A Legal Cure for Spam Rage

PERSPECTIVE Here's how Lycos Europe can make amends for its failed anti-spam screensaver idea.

Forget creating software that gives Internet users the ability to launch distributed denial-of-service (DDOS) attacks on spammer Web sites. That's just wrong, from both a legal and public-relations standpoint. Instead, the big online service (or its U.S. counterpart) should begin lobbying Congress to beef up CAN-SPAM, the wimpy federal anti-spam law.

In particular, Lycos should spearhead a campaign to give disgruntled spam recipients what's known as a right to private action.

At present, U.S. citizens can't sue spammers under CAN-SPAM. Lawmakers gave that privilege exclusively to state attorneys general, the Federal Trade Commission, and Internet service providers.

Look at all the good the law has done. Since CAN-SPAM went into effect January 1, the flow of junk email has increased from an estimated 60 percent of all e-mail traffic to more than 70 percent. The percentage of spam that complies with CAN-SPAM is in the single digits.

No wonder that Internet users are resorting to vigilante DDOS attacks. Now, instead of fretting about Internet addiction, we need to find a cure for a troubling new malady known as spam rage.

Clearly, U.S. citizens have decided that government failed them when it comes to protecting their email inboxes.

But this all could change if lawmakers amended CAN-SPAM in 2005 so that private individuals had the ability to sue spammers. If U.S. citizens could sue spammers for, say, $500 per violation, I'd bet that compliance with the law would skyrocket.

To supplement the big headline-grabbing spam lawsuits from the likes of America Online and New York Attorney General Eliot Spitzer, what we need is a kind of death to spam by a thousand cuts.

An estimated 100,000 people downloaded the Lycos anti-spam screensaver in just a few days. What if each of them instead filed a $500 lawsuit in small-claims court against their least-favorite spammer. That's $50 million in potential judgments.

Granted, Joe Sixpack probably doesn't have the wherewithal to track down and sue the people who are filling his inbox with ads for porn, pills, and other crap. But here is another productive way that Lycos could save face from its ill-conceived screen-saver. The company and its lawyers could build, maintain, and publicize a clearinghouse of information on filing private, federal lawsuits against spammers. They could keep the groovy 1960s-style logo but call it the "Make lawsuits, not spam" project instead.

This proposal would surely be scorned by the Direct Marketing Association. The DMA is on record as saying that giving individuals the power to file lawsuits under CAN-SPAM would result in frivolous lawsuits against innocent people. Perhaps. But U.S. lawmakers could carefully craft the statute to minimize such cases. One option is requiring the loser to pay all court costs.

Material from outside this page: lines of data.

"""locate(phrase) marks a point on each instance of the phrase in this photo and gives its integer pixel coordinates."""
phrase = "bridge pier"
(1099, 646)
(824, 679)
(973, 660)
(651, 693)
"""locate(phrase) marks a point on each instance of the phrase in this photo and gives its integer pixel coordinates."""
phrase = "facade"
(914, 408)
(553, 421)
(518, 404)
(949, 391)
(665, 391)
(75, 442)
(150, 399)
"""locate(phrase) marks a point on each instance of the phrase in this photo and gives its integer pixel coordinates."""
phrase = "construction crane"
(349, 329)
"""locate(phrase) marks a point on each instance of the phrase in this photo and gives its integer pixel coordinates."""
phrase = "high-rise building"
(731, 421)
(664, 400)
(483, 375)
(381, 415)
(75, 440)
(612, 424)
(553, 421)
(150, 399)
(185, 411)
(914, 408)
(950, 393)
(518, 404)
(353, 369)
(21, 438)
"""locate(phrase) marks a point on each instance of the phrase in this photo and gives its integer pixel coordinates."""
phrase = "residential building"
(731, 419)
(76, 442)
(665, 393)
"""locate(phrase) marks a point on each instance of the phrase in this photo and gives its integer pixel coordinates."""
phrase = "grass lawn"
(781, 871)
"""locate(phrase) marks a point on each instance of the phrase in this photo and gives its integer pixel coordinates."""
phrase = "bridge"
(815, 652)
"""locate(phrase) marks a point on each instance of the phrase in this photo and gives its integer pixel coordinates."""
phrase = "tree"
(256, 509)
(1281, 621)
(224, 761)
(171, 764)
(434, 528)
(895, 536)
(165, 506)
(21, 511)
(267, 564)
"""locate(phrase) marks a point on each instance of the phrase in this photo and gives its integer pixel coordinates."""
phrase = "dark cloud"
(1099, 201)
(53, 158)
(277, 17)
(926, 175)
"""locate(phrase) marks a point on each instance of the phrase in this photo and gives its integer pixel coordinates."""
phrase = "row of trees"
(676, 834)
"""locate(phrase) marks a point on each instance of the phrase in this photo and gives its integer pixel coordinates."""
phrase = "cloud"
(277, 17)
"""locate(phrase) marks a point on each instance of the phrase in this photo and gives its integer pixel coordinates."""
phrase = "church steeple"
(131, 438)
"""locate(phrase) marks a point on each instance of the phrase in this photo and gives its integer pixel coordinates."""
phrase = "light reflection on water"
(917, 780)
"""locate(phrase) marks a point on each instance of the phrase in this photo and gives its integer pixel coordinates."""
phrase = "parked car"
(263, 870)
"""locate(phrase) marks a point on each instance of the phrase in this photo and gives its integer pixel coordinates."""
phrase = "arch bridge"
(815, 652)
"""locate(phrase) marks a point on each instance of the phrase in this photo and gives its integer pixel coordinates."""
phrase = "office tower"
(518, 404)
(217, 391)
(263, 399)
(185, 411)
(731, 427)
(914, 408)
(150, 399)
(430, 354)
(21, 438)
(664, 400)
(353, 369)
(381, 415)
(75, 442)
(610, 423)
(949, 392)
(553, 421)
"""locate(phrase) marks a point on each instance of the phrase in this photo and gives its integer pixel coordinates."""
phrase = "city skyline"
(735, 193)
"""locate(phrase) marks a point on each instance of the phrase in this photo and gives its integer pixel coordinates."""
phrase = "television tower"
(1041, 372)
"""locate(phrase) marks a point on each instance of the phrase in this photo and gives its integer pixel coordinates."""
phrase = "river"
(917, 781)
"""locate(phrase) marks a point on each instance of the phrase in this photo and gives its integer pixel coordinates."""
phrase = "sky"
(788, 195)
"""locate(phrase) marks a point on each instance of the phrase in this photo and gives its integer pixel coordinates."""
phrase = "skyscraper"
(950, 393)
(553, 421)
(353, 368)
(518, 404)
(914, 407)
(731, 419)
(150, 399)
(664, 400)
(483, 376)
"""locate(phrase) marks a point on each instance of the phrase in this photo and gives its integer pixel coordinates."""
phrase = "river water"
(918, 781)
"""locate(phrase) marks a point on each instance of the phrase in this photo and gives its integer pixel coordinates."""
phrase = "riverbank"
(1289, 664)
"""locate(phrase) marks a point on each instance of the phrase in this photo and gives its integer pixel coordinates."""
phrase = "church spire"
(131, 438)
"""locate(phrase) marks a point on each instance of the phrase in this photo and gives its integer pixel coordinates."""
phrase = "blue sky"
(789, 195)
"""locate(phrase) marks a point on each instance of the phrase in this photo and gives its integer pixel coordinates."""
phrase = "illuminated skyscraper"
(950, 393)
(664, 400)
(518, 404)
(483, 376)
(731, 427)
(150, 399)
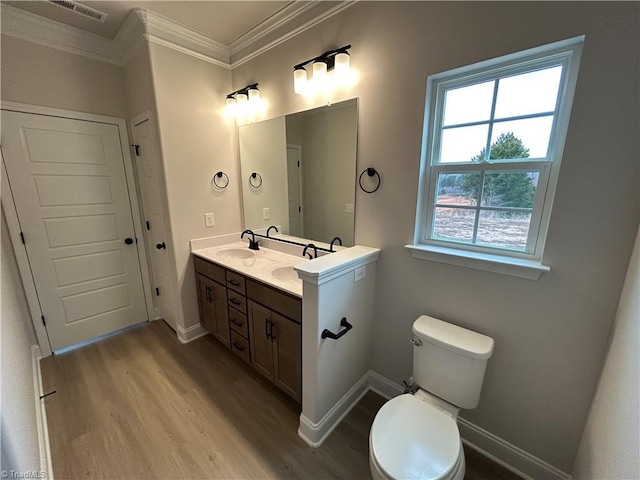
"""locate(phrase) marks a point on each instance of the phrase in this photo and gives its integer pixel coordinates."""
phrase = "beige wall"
(196, 141)
(551, 334)
(19, 433)
(39, 75)
(610, 442)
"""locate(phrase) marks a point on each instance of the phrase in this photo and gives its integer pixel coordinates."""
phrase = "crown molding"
(36, 29)
(257, 49)
(144, 25)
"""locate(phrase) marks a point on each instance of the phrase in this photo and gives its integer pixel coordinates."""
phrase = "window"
(493, 139)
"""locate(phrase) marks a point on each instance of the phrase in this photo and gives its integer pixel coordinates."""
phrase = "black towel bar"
(343, 323)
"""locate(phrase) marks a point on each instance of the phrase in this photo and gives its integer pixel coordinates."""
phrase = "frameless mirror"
(299, 172)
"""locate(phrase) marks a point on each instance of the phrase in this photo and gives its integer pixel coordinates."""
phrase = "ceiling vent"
(81, 9)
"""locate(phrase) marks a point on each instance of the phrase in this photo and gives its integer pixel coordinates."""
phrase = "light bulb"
(231, 105)
(254, 95)
(299, 80)
(319, 72)
(342, 63)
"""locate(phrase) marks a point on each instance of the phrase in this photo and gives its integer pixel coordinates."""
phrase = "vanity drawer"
(240, 346)
(208, 269)
(275, 300)
(238, 322)
(237, 301)
(235, 281)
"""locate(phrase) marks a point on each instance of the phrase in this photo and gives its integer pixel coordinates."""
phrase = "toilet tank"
(450, 361)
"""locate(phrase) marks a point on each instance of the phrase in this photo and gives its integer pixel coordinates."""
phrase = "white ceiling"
(223, 21)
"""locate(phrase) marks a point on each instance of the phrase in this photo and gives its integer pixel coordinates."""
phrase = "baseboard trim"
(512, 458)
(186, 335)
(314, 434)
(41, 415)
(486, 443)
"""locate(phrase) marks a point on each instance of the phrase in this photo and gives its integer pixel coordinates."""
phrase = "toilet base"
(456, 474)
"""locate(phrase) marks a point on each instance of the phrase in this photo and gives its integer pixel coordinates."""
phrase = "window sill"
(515, 267)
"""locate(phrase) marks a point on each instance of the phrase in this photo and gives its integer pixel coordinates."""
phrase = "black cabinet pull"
(271, 324)
(329, 334)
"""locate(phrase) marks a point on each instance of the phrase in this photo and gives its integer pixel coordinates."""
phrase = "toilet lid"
(412, 439)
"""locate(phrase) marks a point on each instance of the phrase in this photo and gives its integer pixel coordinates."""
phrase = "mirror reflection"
(299, 172)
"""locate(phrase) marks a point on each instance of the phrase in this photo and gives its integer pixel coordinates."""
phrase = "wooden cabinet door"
(287, 355)
(220, 313)
(261, 343)
(212, 302)
(204, 305)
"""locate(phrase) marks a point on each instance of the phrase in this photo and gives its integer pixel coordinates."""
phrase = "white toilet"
(416, 436)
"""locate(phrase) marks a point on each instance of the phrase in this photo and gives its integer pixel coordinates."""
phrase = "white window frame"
(527, 263)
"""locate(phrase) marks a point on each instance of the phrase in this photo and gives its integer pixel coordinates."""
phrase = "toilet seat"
(411, 438)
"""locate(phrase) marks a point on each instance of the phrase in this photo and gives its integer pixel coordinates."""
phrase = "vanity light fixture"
(243, 100)
(337, 60)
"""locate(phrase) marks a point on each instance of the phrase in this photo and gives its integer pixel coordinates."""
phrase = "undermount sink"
(285, 274)
(235, 253)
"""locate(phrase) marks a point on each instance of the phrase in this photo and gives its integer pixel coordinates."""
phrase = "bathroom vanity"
(273, 308)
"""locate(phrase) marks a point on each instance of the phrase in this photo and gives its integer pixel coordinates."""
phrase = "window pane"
(458, 188)
(528, 93)
(454, 224)
(503, 229)
(463, 144)
(521, 138)
(509, 189)
(468, 104)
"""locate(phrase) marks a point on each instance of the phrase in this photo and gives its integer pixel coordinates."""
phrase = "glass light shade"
(299, 80)
(319, 72)
(242, 99)
(342, 63)
(254, 94)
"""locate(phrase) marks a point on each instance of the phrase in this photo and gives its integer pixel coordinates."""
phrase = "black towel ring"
(218, 180)
(370, 171)
(255, 180)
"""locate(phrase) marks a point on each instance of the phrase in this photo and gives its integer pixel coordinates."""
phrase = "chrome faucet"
(315, 251)
(253, 243)
(336, 239)
(269, 229)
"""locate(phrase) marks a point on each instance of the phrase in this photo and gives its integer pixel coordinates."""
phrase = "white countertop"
(265, 265)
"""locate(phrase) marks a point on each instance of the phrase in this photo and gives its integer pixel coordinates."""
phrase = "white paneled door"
(69, 186)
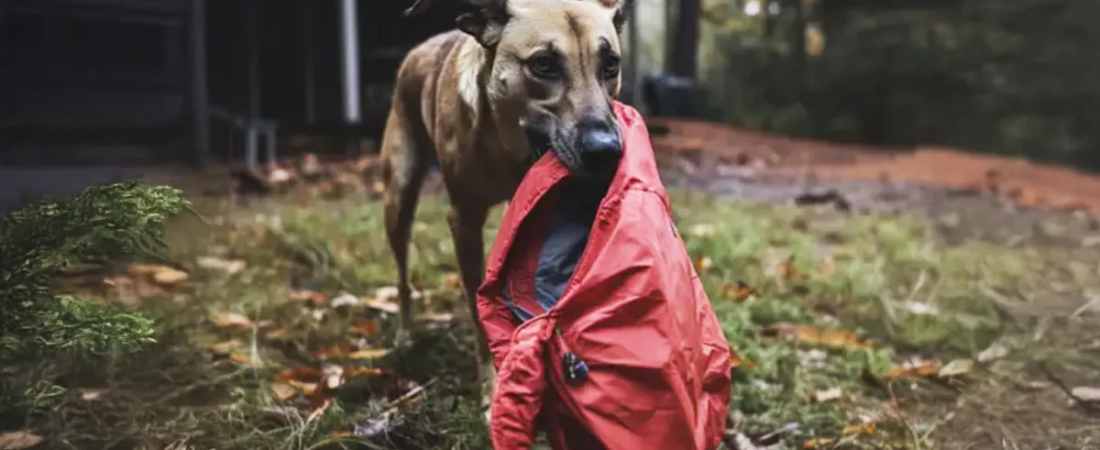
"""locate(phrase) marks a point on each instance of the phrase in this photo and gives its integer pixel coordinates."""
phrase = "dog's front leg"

Bottom line, Congress needs to give citizens a legal way to fight back against unsolicited commercial email. With the help of forward-thinking online services such as Lycos, we can put some teeth in CAN-SPAM and cool off the anti-spam vigilantes at the same time.

Brian McWilliams is a journalist and author of Spam Kings: The real story behind the high-rolling hucksters pushing porn, pills, and @*#?% enlargements.